Since, like thousands of others, I had hoped, going over to London for 2 days, to somehow wangle a ticket for the Leonardo
exhibition at the National Gallery, and hadn't done so, I went with my husband to Leonardo Live, at Cinema 2 on 3rd ave. We had read the articles on the two Virgin of the Rocks paintings, in both the London and the New York Review of Books,.
Wasn't taken by the lovely presenting woman -- so like my least favorite kind of female -- but ah, how intelligent was what Fiona Shaw had to say, about the just found painting of Christ: seductive to the soul , she said.

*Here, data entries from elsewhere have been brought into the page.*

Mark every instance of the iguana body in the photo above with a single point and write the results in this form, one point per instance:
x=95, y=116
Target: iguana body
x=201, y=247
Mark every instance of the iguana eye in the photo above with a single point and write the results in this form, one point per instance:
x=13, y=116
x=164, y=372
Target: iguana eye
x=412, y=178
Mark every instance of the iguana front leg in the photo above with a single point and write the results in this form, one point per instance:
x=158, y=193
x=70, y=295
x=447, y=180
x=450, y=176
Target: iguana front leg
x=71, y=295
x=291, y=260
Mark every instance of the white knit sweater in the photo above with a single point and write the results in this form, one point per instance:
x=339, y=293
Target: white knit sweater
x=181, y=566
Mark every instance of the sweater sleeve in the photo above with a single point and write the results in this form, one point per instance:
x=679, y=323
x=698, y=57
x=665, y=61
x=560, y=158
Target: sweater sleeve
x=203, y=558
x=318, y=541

And how intelligent is her face: I had missed her as an actress when she came to New York a little while back, and was glad not to miss her now.

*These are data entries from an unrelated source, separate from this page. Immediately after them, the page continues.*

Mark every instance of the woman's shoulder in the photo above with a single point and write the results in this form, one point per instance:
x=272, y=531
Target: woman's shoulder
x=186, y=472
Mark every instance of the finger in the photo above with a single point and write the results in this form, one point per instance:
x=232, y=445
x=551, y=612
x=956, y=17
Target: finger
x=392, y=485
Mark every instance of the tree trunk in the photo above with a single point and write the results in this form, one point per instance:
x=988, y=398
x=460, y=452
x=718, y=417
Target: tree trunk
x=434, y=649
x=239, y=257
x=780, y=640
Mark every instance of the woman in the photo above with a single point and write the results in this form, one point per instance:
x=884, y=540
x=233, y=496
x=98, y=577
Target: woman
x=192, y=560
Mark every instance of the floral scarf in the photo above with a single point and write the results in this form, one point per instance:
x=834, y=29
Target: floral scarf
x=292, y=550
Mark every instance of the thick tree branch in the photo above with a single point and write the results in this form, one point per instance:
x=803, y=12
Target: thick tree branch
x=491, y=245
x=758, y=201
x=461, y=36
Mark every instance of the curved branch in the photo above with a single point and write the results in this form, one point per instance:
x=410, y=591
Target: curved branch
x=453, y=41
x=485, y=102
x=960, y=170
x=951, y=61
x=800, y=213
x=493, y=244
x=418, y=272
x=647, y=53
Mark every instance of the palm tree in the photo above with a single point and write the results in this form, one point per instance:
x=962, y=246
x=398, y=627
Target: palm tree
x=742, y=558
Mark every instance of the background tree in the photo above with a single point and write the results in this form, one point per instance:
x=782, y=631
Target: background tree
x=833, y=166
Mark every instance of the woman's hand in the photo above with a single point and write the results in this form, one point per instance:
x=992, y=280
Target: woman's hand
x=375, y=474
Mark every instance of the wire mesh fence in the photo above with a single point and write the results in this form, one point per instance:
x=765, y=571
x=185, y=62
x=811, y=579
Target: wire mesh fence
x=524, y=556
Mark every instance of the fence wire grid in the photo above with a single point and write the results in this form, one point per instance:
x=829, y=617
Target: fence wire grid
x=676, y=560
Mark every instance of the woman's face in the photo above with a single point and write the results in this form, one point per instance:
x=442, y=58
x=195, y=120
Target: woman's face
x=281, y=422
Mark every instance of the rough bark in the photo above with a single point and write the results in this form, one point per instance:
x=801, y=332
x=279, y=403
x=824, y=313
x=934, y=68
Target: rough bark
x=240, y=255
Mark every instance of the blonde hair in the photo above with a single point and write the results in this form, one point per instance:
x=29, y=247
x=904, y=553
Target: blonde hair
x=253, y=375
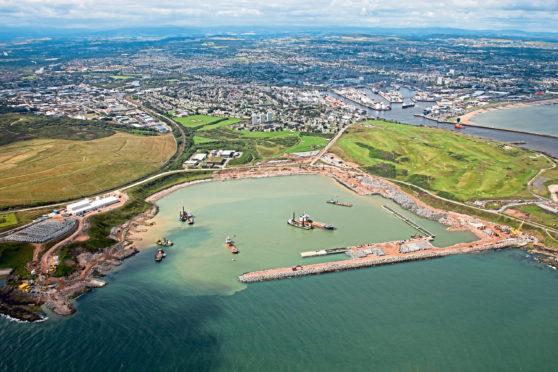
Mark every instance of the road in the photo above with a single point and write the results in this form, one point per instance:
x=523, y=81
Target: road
x=331, y=143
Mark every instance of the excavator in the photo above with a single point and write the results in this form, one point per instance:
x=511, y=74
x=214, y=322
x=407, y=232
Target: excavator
x=518, y=231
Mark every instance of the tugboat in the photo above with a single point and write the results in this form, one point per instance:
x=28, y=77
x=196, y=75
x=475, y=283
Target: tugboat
x=230, y=245
x=164, y=242
x=408, y=104
x=183, y=215
x=303, y=222
x=337, y=202
x=160, y=255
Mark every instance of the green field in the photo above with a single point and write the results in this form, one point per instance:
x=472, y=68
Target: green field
x=42, y=170
x=16, y=256
x=224, y=123
x=199, y=139
x=15, y=126
x=7, y=220
x=101, y=224
x=249, y=134
x=537, y=214
x=194, y=121
x=454, y=165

It was funny and not unpleasant to see the Leonardo questionnaire projected on the shot of the National Gallery for about 20 minutes before the film started: some merriment in the audience at the questions, but actually quite nice, and certainly better than the ads usually projected before the film. Much less splashy than the Peter Greenaway version of the Last Supper at the Armory, which I liked less than his Veronese seen in Venice. Good to see so many enthusiasts standing in line outside, very much of all ages.

Constable's clouds

Having finished my work in the Beinecke library at Yale earlier than predicted, I sauntered over to Chapel Street -- past the gate where you enter to get to the Dwight Chapel, where I was married the first time -- and went to the British art gallery, as I always do when I have a moment in New Haven. This time, I just wanted to look at John Constable's cloud studies, on the second floor, and they fill your head with happiness, somehow. It is like seeing Martin Johnson Heade's paintings in the Met Museum in New York: things you go back to. And i am reading, with delight, Christopher Benfey's book on hummingbirds and Heade and Dickinson, which even contains a bit on Joseph Cornell and his great box about the Blue Peninsula and Dickinson...Those clouds. I remember one Constable cloud formation in the Fitzwilliam Museum in Cambridge, that I also go back to visit. It has to be reached up those narrow stairs in the middle of some room, and it is worth it. Ages ago, I read Lucas on clouds, all because of these Constables, and the Theorie des nuages of the terrific French critic Hubert Damisch....More clouds, please.